İstanbul’a taşındığımdan beri kiralık bir evde oturuyorum. Evimin yanı başında, sabahın sessizliğini delen bir ilkokul var. Her sabah o tanıdık zili duymadan uyanırsam, sanki bu şehirde değilmişim gibi gelir. Pazartesi sabahları evden esas duruşta bulunarak İstiklâl Marşı’na iştirak ederim. O günleri yaşamak istediğimden değil. Öyle olmamız gerektiğine inandığım içindir. Sanki çocukluğun neşesi, milletin sesi yokmuş gibi. Evin dışından gelmesini en çok istediğim iki ses var: biri göğe yükselen ezan, diğeri sınıflara çağıran okul zili. Bu iki ses, bir milletin sabah duası gibidir bana.

Kırk iki yıl boyunca sınıflara girdim, koridorlarda nöbet tuttum, çocuk sesleriyle harmanlanan bahçelerde yürüdüm. O günler, ömrümün kalabalık hatıra defterinde en çok sayfa ayırdığım zamanlardı. Bu yüzden zil sesi benim için bir ses değil, hafızamın kalbinde atan bir nabızdır. Biz o sesi sadece işitmedik; hayatımızın ritmine dönüştürdük.

Her sabah evden çıkarken gözüm okul bahçesine kayar. Koşan, oynayan, bağıran, top peşinde neşeyle savrulan çocukları izlerim. Aralarındaki öğretmenleri tanırım bakışlarından. Birkaç saniyelik bir göz temasında bile mesleğin o özel yorgunluğunu ve eşsiz heyecanını fark ederim. Bazen öylece dururum, sonra içimden bir ses fısıldar: “Git, karış aralarına…”

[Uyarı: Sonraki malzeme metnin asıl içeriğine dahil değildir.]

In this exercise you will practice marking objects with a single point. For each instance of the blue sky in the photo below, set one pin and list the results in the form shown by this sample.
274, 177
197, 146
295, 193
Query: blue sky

İçeri girsem, biri beni durdursa mı? Zannetmem. Çünkü bir öğretmen, görevinden emekli olur ama öğrenciden asla. Tahtaya tebeşiri sürerken kendiliğinden konuşmaya başlayan kelimeler hâlâ zihnimde sıra bekliyor.

Bugün, 22 Nisan 2025. Sabah evden çıktım. Son üç gündür okulun bahçesinde bir platform kurulmuş. Üzerinde bir öğretmen, elinde mikrofonla çocuklara komutlar veriyor: “Şöyle dur, bayrağı daha dik tut, omzunu düzelt…”

Sesi evin içindeyken bile seçiliyor; çünkü sadece ses değil, bir heyecanın, bir sevdanın yansıması o. Tören provaları, yalnızca birer prova değildir aslında; bir milletin hatırasını gelecek kuşaklara nakşetmenin ritüelidir. Yorucudur ama yüreği olan için tatlı bir yorgunluktur.

Okul duvarının önünde durdum. Platformun üzerinde, ellerinde bayraklar olan çocuklar belli hareketleri yapıyor. Gözüm onlardan ayrılamadı. Sonra birkaç öğrenci, ellerinde kâğıttan küçük bayraklarla yanıma geldiler.

Baktım, gözlerinde pırıl pırıl bir sevinç, yüzlerinde bir görev adamlığı. Öğretmenlik damarım hemen kabardı. Karşımda öğrenci bulmuşum; artık durur muyum? Konuşmaya başladık. Ellerindeki bayraktan, okulun öneminden, bayramın manasından bahsettik. Soru sordum, cevap verdiler. Sohbetimiz küçük bir meydan dersi gibi oldu. Sadece öğretmedim, aynı zamanda öğrendim. Bayrak ile hangi şiirleri bildiğini bile sordum. Keşke telefona kaydetseydim. “O mübarek bayrak işte bu bayrak”, “Ey mavi göklerin” diyerek başladılar birbirleri ile yarışırcasına.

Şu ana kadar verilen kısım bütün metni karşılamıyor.